Preparation of Mycobacterium Tuberculosis Culture Filtrate to Understand TB Pathogenesis
Published on: March 28, 2025
Plasma proteomics for biomarker discovery in childhood tuberculosis
Andrea Fossati1,2,3, Peter Wambi4, Devan Jaganath5,6
1J. David Gladstone Institutes, San Francisco, CA, USA.
Insights
Diagnosing pediatric tuberculosis (TB) is challenging. This study identified a novel blood protein signature to accurately detect TB in children, improving early diagnosis and treatment.
Area of Science:
- Biochemistry
- Immunology
- Pediatrics
Background:
- Tuberculosis (TB) remains a leading cause of childhood mortality, largely due to diagnostic delays.
- Current diagnostic methods for pediatric TB exhibit limited accuracy, necessitating new approaches.
- Identifying non-sputum biomarkers is crucial for improving pediatric TB diagnosis.
Purpose of the Study:
- To discover novel plasma protein biosignatures for diagnosing TB in children.
- To evaluate the diagnostic performance of these biosignatures against established accuracy thresholds.
- To understand the host response in pediatric TB using proteomic analysis.
Main Methods:
- High-throughput proteomics was used to analyze plasma samples from 511 children across four countries.
- Machine learning algorithms were employed to identify protein panels distinguishing TB status.
- Children with and without HIV were included to account for co-infection.
Main Results:
- Four distinct biosignatures, each comprising 3-6 proteins, were identified.

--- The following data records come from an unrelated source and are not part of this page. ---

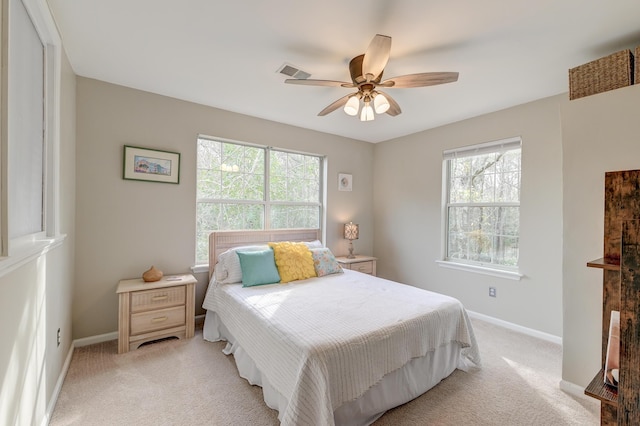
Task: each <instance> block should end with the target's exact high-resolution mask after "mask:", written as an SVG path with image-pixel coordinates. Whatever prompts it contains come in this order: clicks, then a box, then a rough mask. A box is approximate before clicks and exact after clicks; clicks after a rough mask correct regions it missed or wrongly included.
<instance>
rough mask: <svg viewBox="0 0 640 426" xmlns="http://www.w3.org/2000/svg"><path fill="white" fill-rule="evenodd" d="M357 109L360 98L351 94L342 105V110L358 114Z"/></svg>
mask: <svg viewBox="0 0 640 426" xmlns="http://www.w3.org/2000/svg"><path fill="white" fill-rule="evenodd" d="M358 109H360V99H358V97H357V96H352V97H350V98H349V100H348V101H347V103H346V105H345V106H344V112H346V113H347V114H348V115H358Z"/></svg>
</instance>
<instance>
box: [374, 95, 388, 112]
mask: <svg viewBox="0 0 640 426" xmlns="http://www.w3.org/2000/svg"><path fill="white" fill-rule="evenodd" d="M373 106H374V108H375V110H376V114H384V113H385V112H387V111H388V110H389V107H391V105H389V100H388V99H387V98H386V97H385V96H384V95H383V94H381V93H378V94H377V95H376V97H375V98H373Z"/></svg>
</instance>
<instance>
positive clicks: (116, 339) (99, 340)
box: [73, 331, 118, 348]
mask: <svg viewBox="0 0 640 426" xmlns="http://www.w3.org/2000/svg"><path fill="white" fill-rule="evenodd" d="M109 340H118V332H117V331H112V332H111V333H105V334H98V335H97V336H89V337H83V338H82V339H76V340H74V341H73V344H74V346H75V347H76V348H79V347H81V346H89V345H93V344H95V343H102V342H108V341H109Z"/></svg>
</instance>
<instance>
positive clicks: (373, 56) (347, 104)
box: [284, 34, 458, 121]
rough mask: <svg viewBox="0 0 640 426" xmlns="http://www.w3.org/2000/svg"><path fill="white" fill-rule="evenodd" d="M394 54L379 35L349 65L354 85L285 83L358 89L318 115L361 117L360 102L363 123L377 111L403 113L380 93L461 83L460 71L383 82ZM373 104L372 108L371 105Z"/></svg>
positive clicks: (302, 79)
mask: <svg viewBox="0 0 640 426" xmlns="http://www.w3.org/2000/svg"><path fill="white" fill-rule="evenodd" d="M390 51H391V37H389V36H385V35H380V34H376V36H375V37H374V38H373V40H371V43H370V44H369V47H368V48H367V51H366V52H365V53H364V54H363V55H358V56H356V57H355V58H353V59H351V61H350V62H349V73H350V74H351V83H347V82H344V81H335V80H314V79H297V78H289V79H287V80H285V81H284V82H285V83H289V84H301V85H306V86H337V87H346V88H357V89H358V90H357V91H356V92H355V93H350V94H348V95H346V96H343V97H342V98H340V99H338V100H337V101H335V102H333V103H332V104H330V105H329V106H327V107H326V108H325V109H323V110H322V111H320V112H319V113H318V115H319V116H324V115H327V114H329V113H330V112H333V111H335V110H337V109H338V108H340V107H344V112H345V113H347V114H348V115H352V116H355V115H358V111H359V110H360V102H361V101H362V103H363V107H362V110H361V112H360V120H361V121H371V120H373V119H374V118H375V116H374V110H375V112H376V113H377V114H384V113H387V114H389V115H391V116H396V115H398V114H400V113H401V112H402V110H401V109H400V105H398V103H397V102H396V101H395V100H394V99H393V98H392V97H391V96H389V95H388V94H386V93H384V92H382V91H381V90H379V89H378V88H379V87H383V88H398V89H399V88H410V87H424V86H435V85H437V84H444V83H452V82H454V81H457V80H458V73H457V72H424V73H418V74H407V75H402V76H399V77H393V78H390V79H388V80H382V73H383V72H384V67H385V66H386V65H387V62H388V61H389V53H390ZM372 103H373V107H372V106H371V104H372Z"/></svg>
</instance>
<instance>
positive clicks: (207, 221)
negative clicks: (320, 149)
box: [196, 136, 324, 264]
mask: <svg viewBox="0 0 640 426" xmlns="http://www.w3.org/2000/svg"><path fill="white" fill-rule="evenodd" d="M197 155H198V166H197V194H196V202H197V206H196V263H199V264H203V263H207V262H208V260H207V259H208V236H209V234H210V233H211V232H212V231H216V230H241V229H287V228H289V229H291V228H310V229H313V228H319V227H320V223H321V221H322V217H323V205H322V200H323V199H324V197H323V194H322V192H323V182H322V177H323V175H324V174H323V167H324V159H323V157H322V156H319V155H313V154H303V153H299V152H292V151H286V150H281V149H276V148H271V147H264V146H257V145H249V144H243V143H239V142H231V141H226V140H219V139H212V138H207V137H203V136H200V137H199V138H198V149H197Z"/></svg>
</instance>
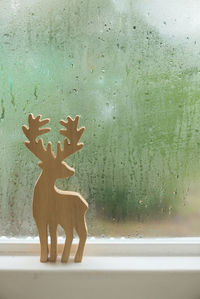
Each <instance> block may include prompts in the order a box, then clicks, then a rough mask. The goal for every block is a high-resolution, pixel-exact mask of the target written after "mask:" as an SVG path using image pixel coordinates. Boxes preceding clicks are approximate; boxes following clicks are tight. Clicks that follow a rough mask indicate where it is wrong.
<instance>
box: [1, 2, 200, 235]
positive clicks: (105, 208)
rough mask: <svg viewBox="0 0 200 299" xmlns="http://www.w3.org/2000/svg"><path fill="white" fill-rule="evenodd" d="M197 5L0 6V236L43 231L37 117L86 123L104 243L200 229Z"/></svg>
mask: <svg viewBox="0 0 200 299" xmlns="http://www.w3.org/2000/svg"><path fill="white" fill-rule="evenodd" d="M199 14H200V3H199V1H198V0H192V1H189V2H188V1H185V0H175V1H164V0H161V1H156V0H148V1H147V0H138V1H132V0H126V1H125V0H124V1H121V0H96V1H89V0H85V1H80V0H74V1H68V0H67V1H66V0H59V1H56V0H48V1H47V0H43V1H41V0H34V1H33V0H29V1H25V0H1V5H0V39H1V43H0V138H1V145H0V154H1V160H0V235H6V236H28V235H32V236H33V235H35V234H36V227H35V224H34V221H33V218H32V208H31V205H32V193H33V187H34V183H35V181H36V179H37V177H38V175H39V173H40V169H39V167H38V166H37V159H36V158H35V157H34V156H32V155H31V153H30V152H29V151H27V149H26V148H25V146H24V145H23V142H24V140H25V137H24V136H23V133H22V131H21V126H22V125H23V124H25V123H27V116H28V114H29V113H30V112H32V113H34V115H37V114H42V116H43V117H44V118H45V117H50V118H51V123H50V126H51V128H52V131H51V132H50V133H49V134H47V135H46V136H44V140H45V143H47V141H49V140H51V141H52V143H53V147H54V149H55V146H56V144H57V140H59V139H60V140H61V141H63V139H62V136H60V135H59V129H60V125H59V120H60V119H64V118H65V117H66V116H67V115H68V114H70V115H71V116H72V117H74V116H75V115H76V114H79V115H80V116H81V118H80V125H84V126H85V127H86V131H85V134H84V136H83V138H82V140H83V142H84V143H85V146H84V148H83V150H82V151H81V152H80V153H77V154H76V155H74V157H71V158H70V159H69V161H68V162H69V164H70V165H71V166H72V165H73V167H74V168H75V170H76V174H75V176H74V177H72V178H70V179H69V180H67V179H65V180H61V181H58V182H57V185H58V186H59V187H60V188H63V189H65V190H73V191H78V192H80V193H81V194H82V195H83V196H84V198H85V199H86V200H87V201H88V202H89V204H90V210H89V212H88V214H87V219H88V226H89V233H90V235H97V236H115V235H116V236H130V237H135V236H137V237H138V236H141V237H142V236H194V235H199V234H200V225H199V224H200V220H199V219H200V217H199V216H200V163H199V160H200V159H199V157H200V114H199V111H200V84H199V83H200V35H199V32H200V19H199Z"/></svg>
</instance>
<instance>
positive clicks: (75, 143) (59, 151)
mask: <svg viewBox="0 0 200 299" xmlns="http://www.w3.org/2000/svg"><path fill="white" fill-rule="evenodd" d="M78 120H79V116H76V117H75V119H72V118H71V117H69V116H68V117H67V121H63V120H61V121H60V124H61V125H63V126H64V127H65V128H64V129H61V130H60V134H62V135H64V136H65V139H64V146H63V149H62V148H61V143H60V141H59V142H58V143H57V153H56V156H55V154H54V153H53V151H52V144H51V142H49V143H48V145H47V147H46V148H45V146H44V143H43V140H42V139H39V140H36V138H37V137H38V136H40V135H42V134H45V133H48V132H49V131H50V130H51V129H50V128H41V127H42V126H44V125H46V124H47V123H49V121H50V119H43V120H42V119H41V115H38V116H37V117H35V118H34V116H33V114H30V115H29V117H28V123H29V127H27V126H22V130H23V132H24V134H25V136H26V137H27V139H28V141H25V145H26V147H27V148H28V149H29V150H30V151H31V152H32V153H33V154H34V155H35V156H36V157H37V158H38V159H39V160H40V162H39V163H38V165H39V167H40V168H41V169H42V172H41V174H40V176H39V178H38V179H37V181H36V184H35V187H34V195H33V217H34V219H35V222H36V225H37V229H38V233H39V238H40V261H41V262H47V260H48V227H49V234H50V238H51V246H50V261H51V262H55V261H56V258H57V227H58V225H61V226H62V227H63V229H64V231H65V234H66V240H65V245H64V250H63V253H62V258H61V262H63V263H66V262H67V261H68V259H69V255H70V248H71V245H72V241H73V232H74V229H75V230H76V232H77V234H78V236H79V244H78V249H77V252H76V254H75V258H74V261H75V262H81V260H82V256H83V251H84V247H85V242H86V238H87V227H86V221H85V213H86V211H87V209H88V203H87V202H86V201H85V199H84V198H83V197H82V196H81V195H80V194H79V193H77V192H71V191H63V190H59V189H58V188H57V187H56V186H55V182H56V180H57V179H59V178H67V177H71V176H73V175H74V172H75V170H74V169H73V168H71V167H70V166H69V165H67V164H66V163H65V162H64V160H65V159H66V158H67V157H69V156H70V155H72V154H74V153H75V152H77V151H79V150H80V149H81V148H82V147H83V143H79V140H80V138H81V136H82V134H83V132H84V129H85V128H83V127H82V128H80V129H78Z"/></svg>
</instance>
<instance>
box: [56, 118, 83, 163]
mask: <svg viewBox="0 0 200 299" xmlns="http://www.w3.org/2000/svg"><path fill="white" fill-rule="evenodd" d="M78 120H79V116H78V115H77V116H76V117H75V119H72V118H71V117H70V116H68V117H67V121H64V120H61V121H60V124H61V125H62V126H64V127H65V129H61V130H60V134H61V135H63V136H65V137H66V138H65V139H64V147H63V150H62V149H61V145H60V142H58V144H57V156H56V159H57V160H60V161H63V160H64V159H66V158H67V157H69V156H70V155H72V154H74V153H75V152H77V151H78V150H80V149H81V148H82V147H83V143H78V142H79V140H80V138H81V136H82V134H83V132H84V130H85V128H84V127H82V128H80V129H78Z"/></svg>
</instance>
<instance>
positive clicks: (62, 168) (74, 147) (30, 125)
mask: <svg viewBox="0 0 200 299" xmlns="http://www.w3.org/2000/svg"><path fill="white" fill-rule="evenodd" d="M78 120H79V116H76V117H75V119H72V118H71V117H69V116H68V117H67V121H64V120H61V121H60V124H61V125H63V126H64V127H65V128H64V129H61V130H60V134H61V135H64V136H65V139H64V146H63V149H62V148H61V143H60V141H59V142H58V143H57V153H56V156H55V154H54V152H53V151H52V144H51V142H49V143H48V145H47V147H46V148H45V146H44V143H43V140H42V139H41V138H40V139H39V140H38V141H37V140H36V138H37V137H38V136H40V135H42V134H45V133H48V132H49V131H50V130H51V129H50V128H41V127H42V126H44V125H46V124H47V123H49V121H50V119H48V118H47V119H43V120H42V119H41V115H38V116H36V117H35V118H34V116H33V114H29V117H28V123H29V127H27V126H22V130H23V132H24V134H25V136H26V137H27V139H28V141H25V145H26V147H27V148H28V149H29V150H30V151H31V152H32V153H33V154H34V155H35V156H36V157H37V158H39V159H40V162H39V163H38V165H39V166H40V168H41V169H42V170H43V172H44V173H48V174H50V177H51V178H53V180H56V179H58V178H66V177H71V176H72V175H73V174H74V172H75V170H74V169H73V168H72V167H70V166H69V165H67V163H65V162H64V160H65V159H66V158H68V157H69V156H70V155H72V154H74V153H75V152H77V151H78V150H80V149H81V148H82V147H83V143H79V140H80V138H81V136H82V134H83V132H84V129H85V128H83V127H82V128H80V129H78Z"/></svg>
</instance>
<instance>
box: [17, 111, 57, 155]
mask: <svg viewBox="0 0 200 299" xmlns="http://www.w3.org/2000/svg"><path fill="white" fill-rule="evenodd" d="M48 122H49V119H48V118H46V119H43V120H41V115H38V116H36V117H35V118H34V116H33V114H32V113H31V114H29V116H28V124H29V128H28V127H27V126H22V130H23V132H24V135H25V136H26V137H27V139H28V140H29V141H25V142H24V144H25V145H26V147H27V148H28V149H29V150H30V151H31V152H32V153H33V154H34V155H35V156H36V157H37V158H39V159H40V160H41V161H45V160H47V159H48V158H49V157H50V156H52V148H51V143H48V145H47V149H45V147H44V143H43V140H42V139H39V140H38V141H37V140H36V138H37V137H38V136H40V135H42V134H45V133H48V132H49V131H50V130H51V129H50V128H43V129H41V128H40V127H42V126H44V125H46V124H47V123H48Z"/></svg>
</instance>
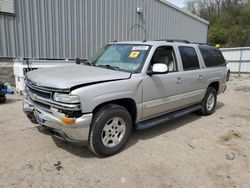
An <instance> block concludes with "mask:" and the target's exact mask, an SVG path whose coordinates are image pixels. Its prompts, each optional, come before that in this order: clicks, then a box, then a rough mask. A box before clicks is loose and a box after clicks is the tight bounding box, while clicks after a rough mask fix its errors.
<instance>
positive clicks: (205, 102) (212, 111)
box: [201, 87, 217, 115]
mask: <svg viewBox="0 0 250 188" xmlns="http://www.w3.org/2000/svg"><path fill="white" fill-rule="evenodd" d="M216 102H217V92H216V90H215V88H213V87H208V89H207V92H206V95H205V97H204V98H203V100H202V103H201V105H202V109H201V113H202V115H210V114H212V113H213V112H214V110H215V106H216Z"/></svg>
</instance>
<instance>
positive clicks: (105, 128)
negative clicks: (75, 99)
mask: <svg viewBox="0 0 250 188" xmlns="http://www.w3.org/2000/svg"><path fill="white" fill-rule="evenodd" d="M131 132H132V118H131V115H130V113H129V112H128V111H127V110H126V109H125V108H124V107H122V106H120V105H116V104H107V105H105V106H103V107H102V108H100V109H99V110H98V111H97V112H96V113H95V114H94V117H93V120H92V123H91V128H90V136H89V148H90V150H91V151H92V152H93V153H94V154H95V155H97V156H100V157H106V156H111V155H114V154H117V153H118V152H119V151H120V150H121V149H122V148H123V147H124V146H125V145H126V143H127V141H128V139H129V137H130V135H131Z"/></svg>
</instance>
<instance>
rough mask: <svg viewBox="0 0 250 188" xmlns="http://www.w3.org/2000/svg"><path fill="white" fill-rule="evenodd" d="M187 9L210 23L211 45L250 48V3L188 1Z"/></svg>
mask: <svg viewBox="0 0 250 188" xmlns="http://www.w3.org/2000/svg"><path fill="white" fill-rule="evenodd" d="M186 9H187V10H188V11H190V12H192V13H193V14H196V15H198V16H200V17H202V18H204V19H206V20H208V21H209V22H210V25H209V29H208V42H209V43H212V44H221V45H222V46H224V47H236V46H250V2H247V1H246V0H245V1H244V0H188V1H187V4H186Z"/></svg>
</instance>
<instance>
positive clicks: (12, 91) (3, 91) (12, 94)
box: [2, 89, 14, 95]
mask: <svg viewBox="0 0 250 188" xmlns="http://www.w3.org/2000/svg"><path fill="white" fill-rule="evenodd" d="M2 91H3V93H4V94H5V95H6V94H11V95H13V94H14V91H12V90H10V89H3V90H2Z"/></svg>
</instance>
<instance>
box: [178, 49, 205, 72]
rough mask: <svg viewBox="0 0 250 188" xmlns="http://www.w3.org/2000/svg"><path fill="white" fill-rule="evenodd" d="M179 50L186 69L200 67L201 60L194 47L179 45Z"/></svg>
mask: <svg viewBox="0 0 250 188" xmlns="http://www.w3.org/2000/svg"><path fill="white" fill-rule="evenodd" d="M179 51H180V54H181V60H182V65H183V69H184V71H188V70H195V69H199V68H200V64H199V60H198V57H197V54H196V51H195V49H194V48H193V47H189V46H179Z"/></svg>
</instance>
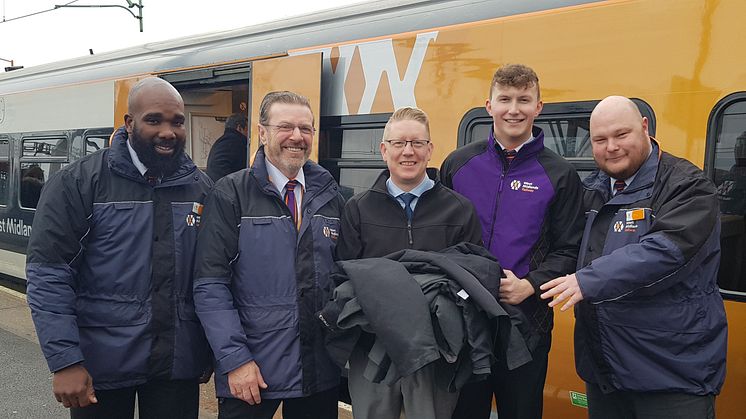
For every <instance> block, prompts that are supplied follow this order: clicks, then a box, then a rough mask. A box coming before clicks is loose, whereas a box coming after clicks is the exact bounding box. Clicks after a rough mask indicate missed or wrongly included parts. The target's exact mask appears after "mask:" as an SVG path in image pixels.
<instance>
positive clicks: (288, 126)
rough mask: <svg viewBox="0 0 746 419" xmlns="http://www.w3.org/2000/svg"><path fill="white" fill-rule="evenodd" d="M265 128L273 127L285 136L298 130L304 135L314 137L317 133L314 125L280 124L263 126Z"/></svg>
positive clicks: (277, 131)
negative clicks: (297, 128)
mask: <svg viewBox="0 0 746 419" xmlns="http://www.w3.org/2000/svg"><path fill="white" fill-rule="evenodd" d="M263 125H264V126H265V127H272V128H274V129H275V130H276V131H277V132H281V133H283V134H290V133H292V132H294V131H295V129H296V128H298V130H299V131H300V133H301V134H303V135H313V134H314V133H315V132H316V128H314V127H313V126H312V125H293V124H278V125H269V124H263Z"/></svg>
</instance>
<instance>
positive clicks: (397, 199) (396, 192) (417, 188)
mask: <svg viewBox="0 0 746 419" xmlns="http://www.w3.org/2000/svg"><path fill="white" fill-rule="evenodd" d="M433 186H435V181H434V180H432V179H430V178H429V177H427V175H425V179H422V182H420V184H419V185H417V186H415V187H414V188H413V189H412V190H411V191H409V193H411V194H412V195H414V197H415V198H414V199H413V200H412V202H411V203H410V204H409V207H410V208H412V211H413V212H414V207H415V206H417V201H419V200H420V196H421V195H422V194H423V193H425V191H429V190H430V189H432V188H433ZM386 189H387V190H388V191H389V195H391V196H393V197H394V198H396V201H397V202H398V203H399V205H401V207H402V208H404V206H405V205H406V204H405V203H404V201H403V200H402V199H401V198H399V195H401V194H403V193H407V191H404V190H402V189H401V188H400V187H398V186H396V185H395V184H394V182H393V181H392V180H391V178H390V177H389V178H388V179H387V180H386Z"/></svg>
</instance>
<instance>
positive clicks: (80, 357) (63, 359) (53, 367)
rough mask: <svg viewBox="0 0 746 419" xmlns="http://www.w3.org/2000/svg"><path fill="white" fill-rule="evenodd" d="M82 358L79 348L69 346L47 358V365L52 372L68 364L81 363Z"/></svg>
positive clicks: (56, 371) (62, 367)
mask: <svg viewBox="0 0 746 419" xmlns="http://www.w3.org/2000/svg"><path fill="white" fill-rule="evenodd" d="M84 360H85V359H84V358H83V352H81V350H80V348H79V347H77V346H71V347H69V348H67V349H65V350H64V351H62V352H58V353H56V354H54V355H52V356H50V357H49V358H47V365H48V366H49V371H51V372H53V373H54V372H57V371H59V370H61V369H63V368H67V367H69V366H70V365H74V364H78V363H81V362H83V361H84Z"/></svg>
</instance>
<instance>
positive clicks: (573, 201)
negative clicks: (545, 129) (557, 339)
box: [440, 127, 583, 350]
mask: <svg viewBox="0 0 746 419" xmlns="http://www.w3.org/2000/svg"><path fill="white" fill-rule="evenodd" d="M533 136H534V140H533V141H531V142H530V143H528V144H526V145H524V146H523V147H521V149H520V150H519V151H518V155H516V157H515V158H514V159H513V161H512V162H510V163H508V161H507V160H506V159H505V157H504V155H503V153H502V151H501V148H500V146H499V145H498V144H497V142H496V140H495V136H494V133H493V132H490V136H489V138H488V139H486V140H484V141H478V142H475V143H471V144H469V145H466V146H464V147H461V148H459V149H457V150H455V151H454V152H453V153H451V154H450V155H449V156H448V158H446V160H445V161H444V162H443V167H441V171H440V176H441V180H442V181H443V184H444V185H445V186H447V187H449V188H452V189H453V190H455V191H456V192H458V193H460V194H462V195H464V196H465V197H467V198H468V199H469V200H470V201H471V202H473V203H474V207H475V208H476V210H477V215H478V216H479V220H480V221H481V223H482V240H483V241H484V245H485V247H486V248H487V249H488V250H489V251H490V253H492V254H493V255H495V257H496V258H497V260H498V261H499V262H500V265H501V266H502V267H503V269H509V270H511V271H513V273H515V274H516V276H517V277H518V278H526V280H528V281H529V282H530V283H531V285H532V286H533V287H534V290H535V291H536V292H535V293H534V295H532V296H531V297H529V298H527V299H525V300H524V301H523V302H521V303H520V304H518V305H517V306H516V307H518V309H519V310H521V312H523V313H524V315H525V317H527V318H529V319H530V323H529V324H527V325H525V326H528V328H527V330H525V335H526V336H527V337H528V338H529V348H530V349H531V350H534V349H535V348H536V347H537V345H539V344H540V343H541V342H542V341H544V340H545V339H547V337H548V336H550V335H551V331H552V327H553V326H554V318H553V313H552V310H551V309H549V307H548V306H547V302H546V301H544V300H542V299H541V298H540V297H539V295H540V294H541V292H540V290H539V286H541V285H542V284H544V283H546V282H547V281H549V280H552V279H554V278H556V277H558V276H562V275H566V274H568V273H572V272H573V270H574V269H575V265H576V263H577V256H578V246H579V244H580V236H581V231H582V228H583V211H582V208H581V207H580V203H581V202H582V195H583V187H582V184H581V182H580V178H579V177H578V174H577V172H576V171H575V169H574V168H573V167H572V165H571V164H570V163H569V162H567V160H565V159H563V158H562V157H560V156H558V155H557V154H556V153H554V152H553V151H551V150H549V149H548V148H546V147H544V132H543V131H542V130H541V128H538V127H534V128H533Z"/></svg>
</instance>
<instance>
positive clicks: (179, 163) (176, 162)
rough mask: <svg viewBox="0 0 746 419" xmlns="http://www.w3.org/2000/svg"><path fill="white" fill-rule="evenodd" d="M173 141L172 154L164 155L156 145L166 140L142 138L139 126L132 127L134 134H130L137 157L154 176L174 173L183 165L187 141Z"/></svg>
mask: <svg viewBox="0 0 746 419" xmlns="http://www.w3.org/2000/svg"><path fill="white" fill-rule="evenodd" d="M172 141H174V151H173V153H171V155H170V156H164V155H161V154H158V152H156V151H155V145H156V144H159V143H161V142H164V140H159V139H154V140H153V141H148V140H146V139H144V138H142V137H141V136H140V134H139V130H138V129H137V126H134V127H133V128H132V134H131V135H130V145H132V148H133V149H134V150H135V153H137V158H139V159H140V161H141V162H142V164H144V165H145V167H147V168H148V171H149V172H151V173H152V175H153V176H157V177H162V178H165V177H168V176H170V175H172V174H173V173H174V172H176V170H177V169H178V168H179V167H180V166H181V156H182V154H184V144H185V141H179V140H172Z"/></svg>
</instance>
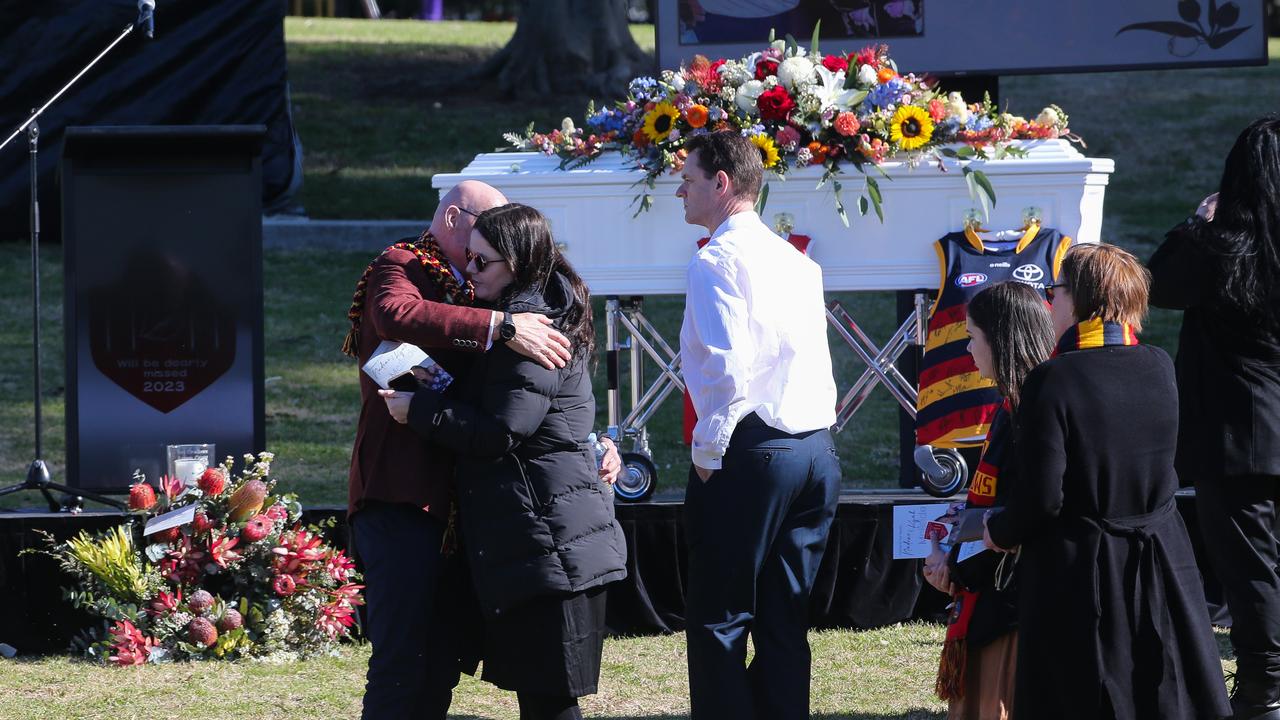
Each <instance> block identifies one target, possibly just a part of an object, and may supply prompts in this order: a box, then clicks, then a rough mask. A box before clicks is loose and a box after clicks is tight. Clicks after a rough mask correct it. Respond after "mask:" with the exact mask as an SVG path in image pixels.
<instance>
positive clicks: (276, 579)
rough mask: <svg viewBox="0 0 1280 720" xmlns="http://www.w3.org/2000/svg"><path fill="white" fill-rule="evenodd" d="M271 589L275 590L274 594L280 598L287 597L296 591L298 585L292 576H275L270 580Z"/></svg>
mask: <svg viewBox="0 0 1280 720" xmlns="http://www.w3.org/2000/svg"><path fill="white" fill-rule="evenodd" d="M271 587H273V588H274V589H275V594H278V596H280V597H288V596H291V594H293V593H294V592H297V591H298V583H297V580H294V579H293V575H276V577H275V579H274V580H271Z"/></svg>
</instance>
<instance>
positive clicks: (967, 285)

- These biosignatures achieved high diagnostic accuracy, with AUCs ranging from 0.87 to 0.88.
- All derived biosignatures met the World Health Organization's target product profile for TB screening tests.
Conclusions:
- A novel, non-sputum-based protein biosignature can accurately detect TB in children.
- This finding offers a promising tool to expedite TB diagnosis and improve patient outcomes.
- The study provides valuable insights into the proteomic landscape of pediatric TB.
Abstract:
Failure to rapidly diagnose tuberculosis disease (TB) and initiate treatment is a driving factor of TB as a leading cause of death in children. Current TB diagnostic assays have poor performance in children, thus a global priority is the identification of novel non-sputum-based TB biomarkers. Here we use high-throughput proteomics to measure the plasma proteome for 511 children, with and without HIV, and across 4 countries, to distinguish TB status using standardized definitions. By employing a machine learning approach, we derive four parsimonious biosignatures encompassing 3 to 6 proteins that achieve AUCs of 0.87-0.88 and which all reach the minimum WHO target product profile accuracy thresholds for a TB screening test. This work provides insights into the unique host response in pediatric TB disease, as well as a non-sputum biosignature that could reduce delays in TB diagnosis and improve the detection and management of TB in children worldwide.